Take a look at an excellent extended essay about surveillance in the USA, by Glenn Greenwald over at the Cato Institute. From the piece, two brief quotes to demonstrate the applicability to the debate we're having here:
there is no surveillance power too intrusive or unaccountable for our political class provided the word “terrorism” is invoked to “justify” those powers.
the Surveillance State already collects so much information about us, our activities and our communications — so indiscriminately and on such a vast scale — that it is increasingly difficult for it to detect any actual national security threats.

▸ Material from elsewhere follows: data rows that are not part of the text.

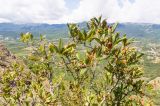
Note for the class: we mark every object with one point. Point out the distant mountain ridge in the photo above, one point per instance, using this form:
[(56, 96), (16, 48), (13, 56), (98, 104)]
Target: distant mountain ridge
[(151, 31)]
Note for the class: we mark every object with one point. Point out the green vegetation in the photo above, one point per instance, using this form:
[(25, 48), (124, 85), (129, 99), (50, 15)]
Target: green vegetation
[(94, 67)]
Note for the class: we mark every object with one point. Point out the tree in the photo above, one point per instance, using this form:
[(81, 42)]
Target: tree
[(97, 66)]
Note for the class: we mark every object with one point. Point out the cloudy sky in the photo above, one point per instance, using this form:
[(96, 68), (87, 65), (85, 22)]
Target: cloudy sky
[(63, 11)]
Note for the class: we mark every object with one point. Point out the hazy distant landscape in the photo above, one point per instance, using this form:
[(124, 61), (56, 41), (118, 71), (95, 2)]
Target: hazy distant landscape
[(146, 35)]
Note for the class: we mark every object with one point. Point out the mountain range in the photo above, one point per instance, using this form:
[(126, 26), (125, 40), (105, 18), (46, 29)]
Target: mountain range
[(137, 30)]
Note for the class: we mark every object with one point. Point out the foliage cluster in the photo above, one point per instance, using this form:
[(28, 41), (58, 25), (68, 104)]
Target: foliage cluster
[(95, 67)]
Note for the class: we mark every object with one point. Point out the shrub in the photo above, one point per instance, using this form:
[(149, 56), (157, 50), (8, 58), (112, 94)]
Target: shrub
[(96, 66)]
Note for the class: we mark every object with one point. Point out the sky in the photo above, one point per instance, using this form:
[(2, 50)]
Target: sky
[(66, 11)]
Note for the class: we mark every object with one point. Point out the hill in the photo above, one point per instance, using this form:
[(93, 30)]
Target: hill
[(138, 30)]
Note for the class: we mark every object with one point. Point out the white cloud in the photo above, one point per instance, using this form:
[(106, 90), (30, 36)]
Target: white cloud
[(147, 11), (29, 11), (55, 11)]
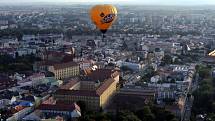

True for the States, and true here too. It's well worth reading the whole thing - it's a researched and scholarly piece. You'll be struck by a few facts - for example,
Every day, collection systems at the National Security Agency intercept and store 1.7 billion e-mails, phone calls and other types of communications.
One interesting coda. Greenwald talks about the fact that post-9/11 unlawful surveillance uncovered by the New York Times was "immunized" by Congress in 2008, and that "that same Congress twice legalized the bulk of the warrantless eavesdropping powers which The New York Times had exposed." As we well know here in the UK, we have had "warrantless" covert surveillance for some time - and it's been in the hands of local councils, to boot. A pledge by the Coalition to enact a warrant requirement has, as yet, not been realised.